Gerhard Klein’s Der Fall Gleiwitz|The Gleiwitz Case (1961; February 12 at 7 pm) is an Alain Resnais art film parading in anti-fascist uniform. Reconstructing the Nazis’ staged attack on a border radio transmitter by which Hitler excused his occupation of Poland, Klein uses narrative abstraction and formal rigor to estrange the past. The camera obscures or removes faces completely, transmitting evil as a synecdoche of hands, buttons, and bells. Klein’s montage at times echoes Eisenstein, at others parodies Leni Riefenstahl, or subscribes to the European ’60s code of successively radical changes in shot lengths. With documentary footage, icy overdubs, and Hanns Eisler’s allusive score, Der Fall Gleiwitz disjoints image and sound. Too radical for the authorities, it quickly disappeared from cinemas.

Klein had already achieved popular success with Berlin — Ecke Schönhauser|Berlin — Schönhauser Corner (1957; February 11 at 9 pm), a portrait of the city’s youth culture where he transcribes everyday socialism and its discontents into a subtle but effective cinematic language. In the first sequence, a young man runs through Checkpoint Charlie into Soviet-controlled East Berlin. Klein’s camera lingers on a sign that reads “Entering the Democratic Sector of Berlin”; this easy passage between sectors belies the economic division of the city and growing Cold War suspicions. With location shooting in and around the dark courtyards of Prenzlauer Berg as well as a striking sequence in the West Berlin Zoo station, Klein relays a city of disaffected and displaced youths in the local dialect; the jouissance that leads the young men to emulate Marlon Brando and pilfer Western currency is taken seriously. Recalling such West German vehicles as Die Halbstarken, not to mention contemporary American and British teenage dramas, Klein’s tale of transit denied epitomizes the postwar generation’s preference for make-up and motorcycles as their parents faced the nuclear age.

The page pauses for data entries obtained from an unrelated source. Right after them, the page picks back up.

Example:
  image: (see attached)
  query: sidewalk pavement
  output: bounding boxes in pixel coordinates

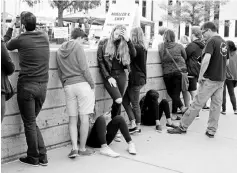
[1,98,237,173]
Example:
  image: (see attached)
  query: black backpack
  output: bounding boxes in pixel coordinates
[139,90,159,126]
[186,56,201,78]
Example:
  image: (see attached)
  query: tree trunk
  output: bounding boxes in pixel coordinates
[58,8,63,27]
[57,8,64,44]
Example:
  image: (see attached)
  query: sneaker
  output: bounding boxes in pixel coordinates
[195,114,200,120]
[202,106,210,110]
[128,142,137,155]
[78,149,95,156]
[156,125,162,132]
[114,136,122,142]
[100,146,120,158]
[39,154,48,166]
[166,123,178,128]
[129,127,138,134]
[221,111,226,115]
[167,127,186,134]
[137,129,142,134]
[205,131,214,138]
[19,157,39,167]
[68,150,79,159]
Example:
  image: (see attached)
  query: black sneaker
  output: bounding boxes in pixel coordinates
[166,123,178,128]
[39,154,48,166]
[156,125,162,132]
[19,157,39,167]
[167,127,187,134]
[205,131,214,138]
[202,106,210,110]
[129,127,138,134]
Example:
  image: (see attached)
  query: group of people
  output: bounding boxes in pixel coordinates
[1,12,237,166]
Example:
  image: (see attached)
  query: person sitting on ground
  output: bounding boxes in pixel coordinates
[86,112,137,157]
[56,28,95,158]
[140,90,176,132]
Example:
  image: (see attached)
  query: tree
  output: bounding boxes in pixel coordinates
[23,0,101,31]
[160,0,227,25]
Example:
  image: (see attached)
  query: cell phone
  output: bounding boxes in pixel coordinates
[15,16,21,28]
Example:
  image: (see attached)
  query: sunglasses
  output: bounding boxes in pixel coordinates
[202,29,208,35]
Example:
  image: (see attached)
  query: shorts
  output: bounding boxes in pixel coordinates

The teddy boys may have grown up and the poodle-skirt girls may have had babies of their own, but the figures in Jahrgang ’45|Born in ’45 (1965; February 18 at 7 pm + February 21 at 9 pm) retain their ennui. Artist and documentarian Jürgen Böttcher’s only feature harnesses the tone and creative energy of the early Godard and contemporary West German sex comedies (Zur Sache Schätzchen). Rolf Römer and Monika Hildebrand are perfectly cast as twentysomethings full of creativity but bored by another generation’s lethargic utopia. Sexual frankness and allegorical suggestiveness led censors to ban the film after viewing the rough cut. Reconstructed in 1990, Jahrgang ’45 suggests an East German auteurist cinema of international standard. Seen retrospectively, Böttcher’s jump cuts and his characters’ aimless musings seem sincere devices meant to rebel against Hollywood conventions rather than mere postmodern cynicism, as they have come to be in the age of Tarantino. Real-time scenes on the subway and at a supermarket document an East Berlin with the possibilities of New Wave Paris — even if always stifled by a layer of totalitarian white noise.